Most Economists Agree: Trump Tax Plan Will Widen Budget DeficitBy and
Forecast contrasts with Mnuchin claim deficits will be cut
Economists see plan spurring capital investment in 2018
Amid all the controversy and questions surrounding President Donald Trump’s tax-reform blueprint, one thing seems pretty clear to most economists: It will increase the federal government’s budget deficits.
Twenty-one of 26 economists surveyed by Bloomberg News after Trump and Republican congressional leaders rolled out their tax plan this week predicted it will widen the budget gap over the next 10 years. That forecast flies in the face of Treasury Secretary Steven Mnuchin’s assertion that the program will slash deficits by spurring faster economic growth and thus more federal revenue.
“Tax code simplification is a laudable goal, but it is not clear whether very many tax loopholes will be closed,” said Thomas Fullerton, professor of economics and finance at the University of Texas at El Paso. “Unfortunately, the risk of a widening deficit is pronounced.”
The bigger budget shortfalls that the economists foresee would add to the more than $10 trillion-plus rise in federal debt over the next decade that the Congressional Budget Office was already forecasting before the plan was revealed.

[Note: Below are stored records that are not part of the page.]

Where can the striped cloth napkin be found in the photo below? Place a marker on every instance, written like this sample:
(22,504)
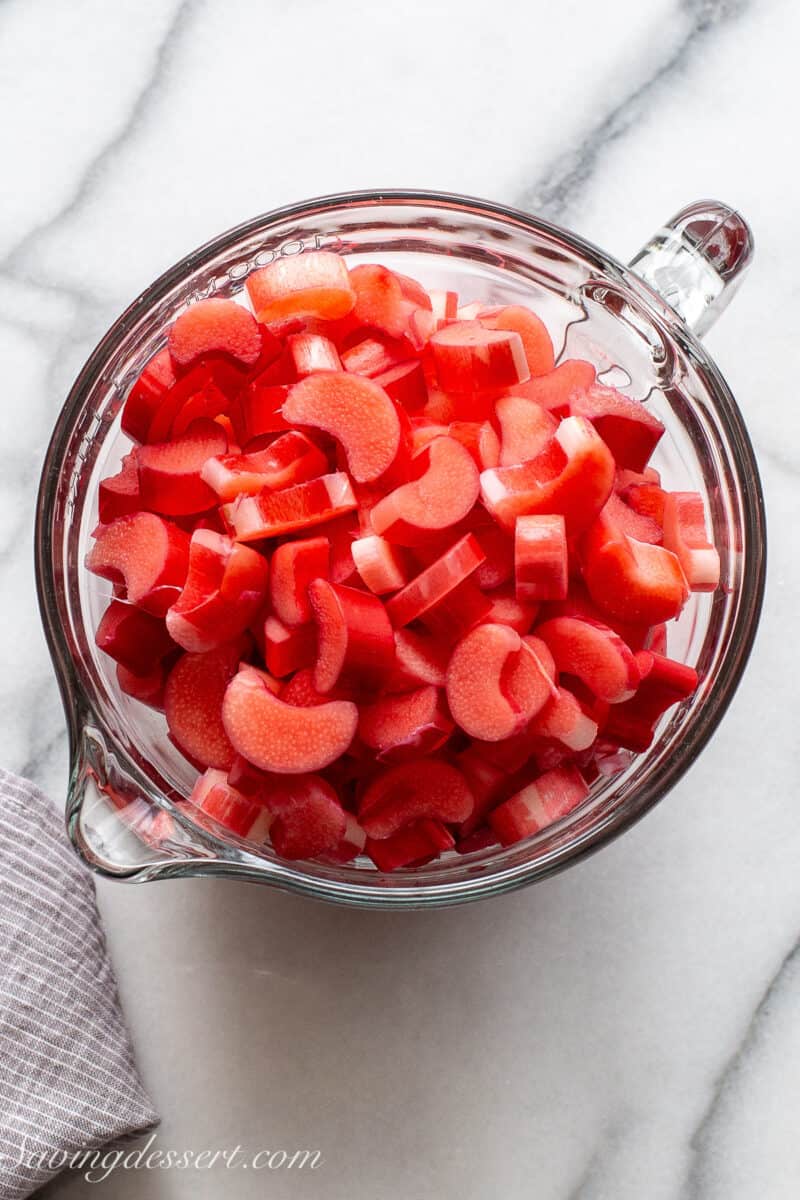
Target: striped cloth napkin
(67,1077)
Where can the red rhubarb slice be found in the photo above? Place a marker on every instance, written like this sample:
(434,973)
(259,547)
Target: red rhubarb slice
(193,696)
(411,846)
(354,411)
(564,720)
(535,340)
(119,495)
(271,514)
(308,820)
(435,582)
(407,726)
(404,383)
(312,352)
(443,489)
(419,659)
(573,475)
(551,797)
(215,327)
(145,557)
(148,689)
(295,564)
(169,472)
(133,637)
(311,285)
(290,459)
(469,358)
(595,654)
(494,683)
(224,588)
(354,636)
(541,558)
(146,394)
(684,533)
(214,796)
(525,429)
(280,737)
(555,390)
(405,793)
(665,683)
(631,580)
(383,568)
(288,648)
(630,431)
(379,300)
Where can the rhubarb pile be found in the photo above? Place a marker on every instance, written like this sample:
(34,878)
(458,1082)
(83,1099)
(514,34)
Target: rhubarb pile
(397,580)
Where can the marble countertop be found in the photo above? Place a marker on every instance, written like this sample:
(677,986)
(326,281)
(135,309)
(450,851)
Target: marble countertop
(627,1030)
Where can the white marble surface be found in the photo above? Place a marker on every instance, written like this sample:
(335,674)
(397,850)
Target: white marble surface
(627,1030)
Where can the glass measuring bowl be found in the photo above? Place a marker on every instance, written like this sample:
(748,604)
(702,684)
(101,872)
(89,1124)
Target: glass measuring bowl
(126,811)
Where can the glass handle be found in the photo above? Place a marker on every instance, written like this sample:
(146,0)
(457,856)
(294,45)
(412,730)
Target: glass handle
(697,261)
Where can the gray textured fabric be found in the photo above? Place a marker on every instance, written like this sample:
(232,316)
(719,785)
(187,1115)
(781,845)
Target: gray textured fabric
(67,1077)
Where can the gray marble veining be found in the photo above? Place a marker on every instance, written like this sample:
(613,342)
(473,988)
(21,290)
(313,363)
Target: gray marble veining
(627,1030)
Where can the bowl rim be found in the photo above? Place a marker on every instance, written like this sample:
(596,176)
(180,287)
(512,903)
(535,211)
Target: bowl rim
(78,706)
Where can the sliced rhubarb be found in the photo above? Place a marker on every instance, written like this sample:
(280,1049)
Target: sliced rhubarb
(206,389)
(312,352)
(564,720)
(419,659)
(558,388)
(355,640)
(215,327)
(215,797)
(280,737)
(145,556)
(311,285)
(435,582)
(684,533)
(133,637)
(258,411)
(224,588)
(404,383)
(494,683)
(290,459)
(541,558)
(383,568)
(631,580)
(630,431)
(379,300)
(595,654)
(573,475)
(354,411)
(148,689)
(480,439)
(294,565)
(374,354)
(288,648)
(407,726)
(535,340)
(271,514)
(404,793)
(469,358)
(506,609)
(193,696)
(411,846)
(308,819)
(443,490)
(549,798)
(525,429)
(169,472)
(665,683)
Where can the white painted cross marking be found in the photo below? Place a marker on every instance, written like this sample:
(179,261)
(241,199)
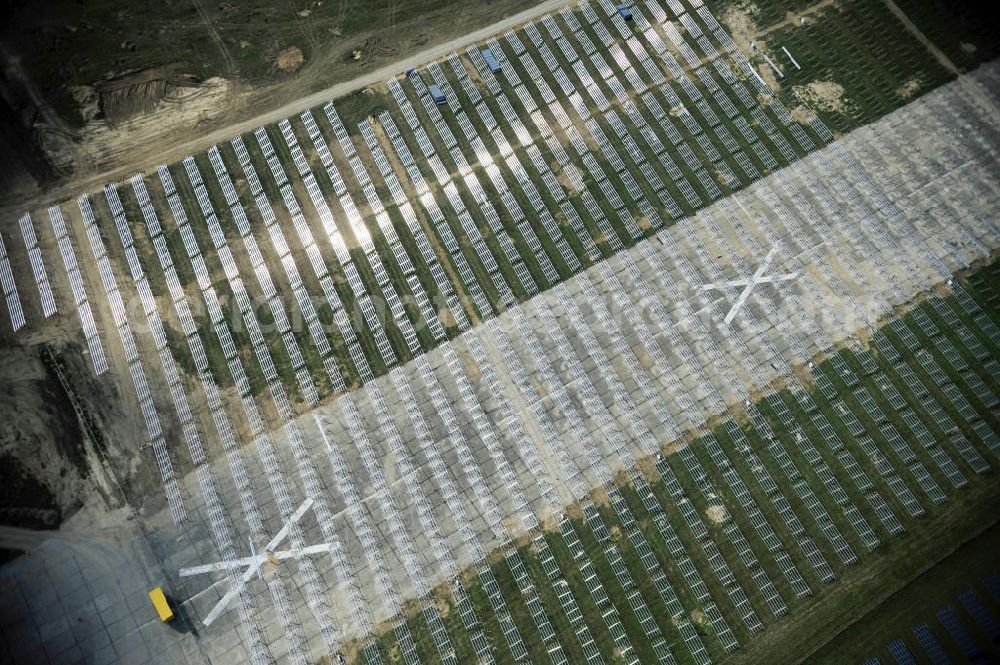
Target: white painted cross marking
(747,284)
(252,563)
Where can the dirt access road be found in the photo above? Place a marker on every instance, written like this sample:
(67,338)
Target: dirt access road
(144,156)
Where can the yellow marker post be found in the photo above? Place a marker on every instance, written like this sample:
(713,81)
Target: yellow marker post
(161,604)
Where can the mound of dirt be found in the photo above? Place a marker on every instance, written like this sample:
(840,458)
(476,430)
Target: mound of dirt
(290,59)
(42,455)
(824,95)
(717,514)
(741,26)
(137,92)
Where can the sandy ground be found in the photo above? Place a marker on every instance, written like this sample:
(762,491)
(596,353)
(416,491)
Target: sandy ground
(191,120)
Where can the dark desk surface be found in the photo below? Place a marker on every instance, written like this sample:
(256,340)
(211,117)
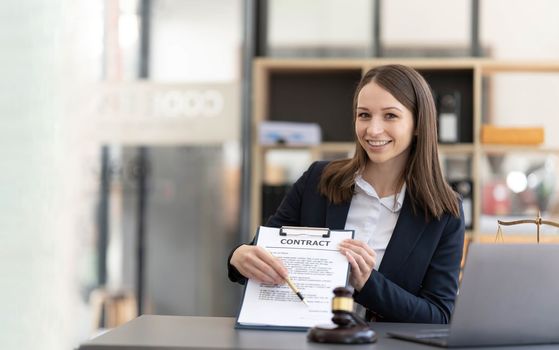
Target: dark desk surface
(180,332)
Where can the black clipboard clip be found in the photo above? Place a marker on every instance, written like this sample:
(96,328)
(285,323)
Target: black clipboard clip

The increased red ink also would come after past criticism of President Barack Obama by Republicans -- and by then-candidate Trump -- for allowing government debt to roughly double on his watch.
Only one of the economists surveyed said the unveiling of the Republican plan will lead him to increase his forecast for economic growth this year. A number, though, noted they had already incorporated some impact from prospective tax changes in their outlooks before the plan was announced.
Half of the respondents to the poll, conducted Wednesday and Thursday, said they intended to lift their forecasts for 2018 in response to the Republican plan, with some pointing to the likelihood of stepped-up capital investment by companies.
Trump’s tax cut proposal calls for wide-ranging changes in the tax code for both companies and individuals. It would lower the tax rate for corporations to 20 percent from 35 percent and would provide them with a temporary tax break on their purchases of equipment and other capital improvements.
The plan sets out three tax brackets for individuals -- 12 percent, 25 percent and 35 percent, down from the existing seven rates, which top out at 39.6 percent. Congressional tax-writing committees will be given flexibility to add a fourth rate for the highest earners. It also calls for a near-doubling in the standard deduction for households and for a significant increase in the child tax credit.
The tax program, though, lacks extensive details about ways to offset its rate cuts with additional revenue. It proposes that most itemized deductions for individuals should be eliminated, without providing much in the way of specifics save for ending the deduction for state and local tax payments.
In an appearance at a Washington forum on Thursday, Mnuchin argued that the Trump tax cut plan would generate so much extra economic growth in gross domestic product that it would not only pay for itself, it would also cut the deficit by $1 trillion over the coming decade.
“What we’ve scored it to is 2.9 percent GDP over 10 years, which is scaling up to 3 percent,” Mnuchin said. “We think that’s very, very doable; we think we can do higher than that, but if we get to the 3 percent, that’s $2 trillion in additional revenue.”
Rather than reducing the deficit, the tax framework Trump and congressional leaders released on Wednesday could add $2.2 trillion to the gap through 2027, according to the Committee for a Responsible Federal Budget, an advocacy group.
Such a big projected shortfall decreases the chances that the package will pass Congress, according to Joel Naroff, a poll respondent and head of his own consulting firm.
“With the plan essentially $2 trillion shy of being revenue-neutral, the likelihood of it happening is slim, especially since there are a lot of states that get clobbered by the changes,” he said.
In apparent recognition that the plan may boost the deficit over the next 10 years, key GOP senators last week struck a deal to advance a 2018 budget resolution -- a step toward passing a tax bill -- that would allow for reducing federal revenue before accounting for any growth in the economy. While they didn’t specify a number, Senator Ron Johnson, a Wisconsin Republican, said the Senate Budget Committee is considering $1.5 trillion.
Most poll respondents agree that Trump’s proposal to allow companies to immediately write off their capital spending for the next five years will boost the economy, with 16 of 24 saying it would lead to a rise in their 2018 forecasts for business investment.
“If we actually get something along the lines of what was announced this week, you could see a much bigger pickup in business investment,” said Stephen Stanley, a poll respondent and chief economist at Amherst Pierpont Securities.